The Panel finds that Policy ¶ 4(a)(ii) has been satisfied.
Complainant contends that Respondent is using the disputed
domain name to divert Internet customers from Complainant’s website to
Respondent’s website that resolves from the disputed domain name, through the
confusion caused by the similarity between the CITIASSIST mark and the <citiassiststudentloans.com> domain
name. The Panel finds that Respondent’s
use of the disputed domain name disrupts Complainant’s business, and is
evidence of registration and use in bad faith pursuant to Policy ¶
Complainant also contends that Respondent is gaining commercially through this diversion, both through click-through fees and through the competing services that Respondent is offering. The Panel finds that this is an intentional use of the disputed domain name for commercial gain through a likelihood of confusion with Complainant’s mark, and so, pursuant to Policy ¶ 4(b)(iv), this use is also evidence of registration and use in bad faith. See Associated Newspapers Ltd. v. Domain Manager, FA 201976 (Nat. Arb. Forum Nov. 19, 2003) (“Respondent's prior use of the <mailonsunday.com> domain name is evidence of bad faith pursuant to Policy ¶ 4(b)(iv) because the domain name provided links to Complainant's competitors and Respondent presumably commercially benefited from the misleading domain name by receiving ‘click-through-fees.’”); see also TM Acquisition Corp. v. Warren, FA 204147 (Nat. Arb. Forum Dec. 8, 2003) (“Although Complainant’s principal website is <century21.com>, many Internet users are likely to use search engines to find Complainant’s website, only to be mislead to Respondent’s website at the <century21realty.biz> domain name, which features links for competing real estate websites.

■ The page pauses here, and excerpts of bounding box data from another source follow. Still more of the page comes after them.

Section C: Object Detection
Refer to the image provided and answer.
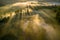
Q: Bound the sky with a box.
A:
[0,0,60,4]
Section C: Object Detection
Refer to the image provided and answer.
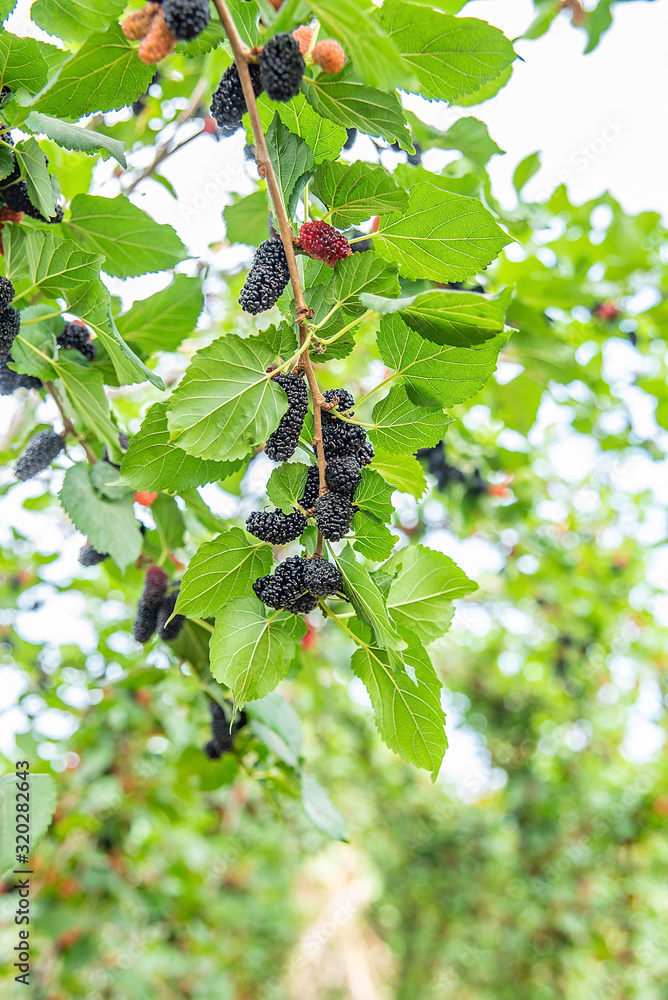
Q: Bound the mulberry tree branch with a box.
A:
[213,0,331,554]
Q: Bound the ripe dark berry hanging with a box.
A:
[239,240,290,316]
[132,566,169,642]
[56,322,97,361]
[264,373,308,462]
[299,221,353,267]
[246,510,307,545]
[325,457,362,497]
[0,307,21,361]
[211,63,262,135]
[162,0,211,42]
[304,556,343,597]
[0,277,14,310]
[315,493,355,542]
[14,431,65,482]
[260,32,306,101]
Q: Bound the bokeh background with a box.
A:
[0,0,668,1000]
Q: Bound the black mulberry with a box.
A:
[56,323,97,361]
[246,510,307,545]
[0,354,42,396]
[299,465,320,510]
[132,566,169,642]
[2,181,63,224]
[0,277,15,310]
[304,556,343,597]
[0,308,21,361]
[260,32,306,101]
[79,542,109,566]
[211,63,262,135]
[204,701,248,760]
[239,240,290,316]
[253,556,307,608]
[325,457,362,497]
[264,374,308,462]
[15,431,64,482]
[315,493,355,542]
[155,590,186,642]
[162,0,211,42]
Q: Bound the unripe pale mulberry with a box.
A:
[15,431,64,482]
[264,373,308,462]
[260,32,306,101]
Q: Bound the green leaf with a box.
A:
[10,303,58,379]
[121,402,237,493]
[355,466,394,522]
[301,772,348,842]
[373,184,512,281]
[302,69,414,153]
[25,111,127,167]
[377,314,506,406]
[15,138,56,219]
[209,597,306,708]
[254,94,347,165]
[387,545,478,642]
[35,24,155,121]
[177,528,273,618]
[60,462,143,569]
[311,160,408,229]
[266,114,315,218]
[0,30,51,94]
[0,765,56,878]
[333,544,406,649]
[167,334,288,461]
[223,189,270,246]
[513,152,541,194]
[310,0,418,93]
[352,510,399,562]
[380,0,515,103]
[267,462,308,514]
[351,633,448,779]
[30,0,126,42]
[369,448,427,500]
[54,358,118,454]
[116,274,204,354]
[64,194,188,278]
[5,229,103,298]
[383,289,511,347]
[368,385,452,456]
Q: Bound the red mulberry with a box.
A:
[264,374,308,462]
[260,32,306,101]
[239,240,290,316]
[299,221,353,267]
[15,431,65,482]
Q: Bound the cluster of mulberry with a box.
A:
[298,220,353,267]
[133,566,185,642]
[253,556,343,615]
[204,701,248,760]
[239,239,290,316]
[14,431,65,482]
[264,373,308,462]
[56,320,97,361]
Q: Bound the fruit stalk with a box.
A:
[213,0,331,555]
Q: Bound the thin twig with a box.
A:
[213,0,331,555]
[43,382,97,465]
[125,77,208,195]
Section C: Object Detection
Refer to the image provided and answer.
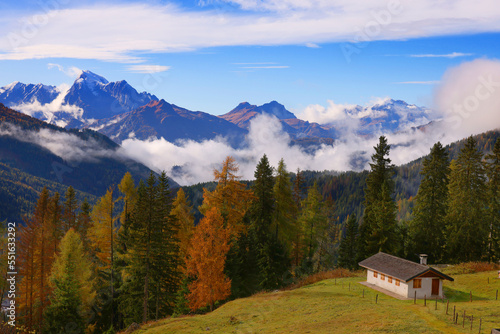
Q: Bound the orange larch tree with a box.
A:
[200,157,255,237]
[187,207,231,311]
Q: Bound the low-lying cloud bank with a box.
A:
[122,59,500,185]
[0,59,500,185]
[0,123,119,165]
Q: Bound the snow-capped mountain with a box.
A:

Therefore, it is likely that Internet users seeking Complainant’s website, but who end up at Respondent’s website, will be confused as to the source, sponsorship, affiliation or endorsement of Respondent’s website.”).
The Panel finds that Policy ¶ 4(a)(iii) has been satisfied.
Having established all three elements required under the ICANN Policy, the Panel concludes that relief shall be GRANTED.
Accordingly, it is Ordered that the <citiassiststudentloans.com> domain name be TRANSFERRED from Respondent to Complainant.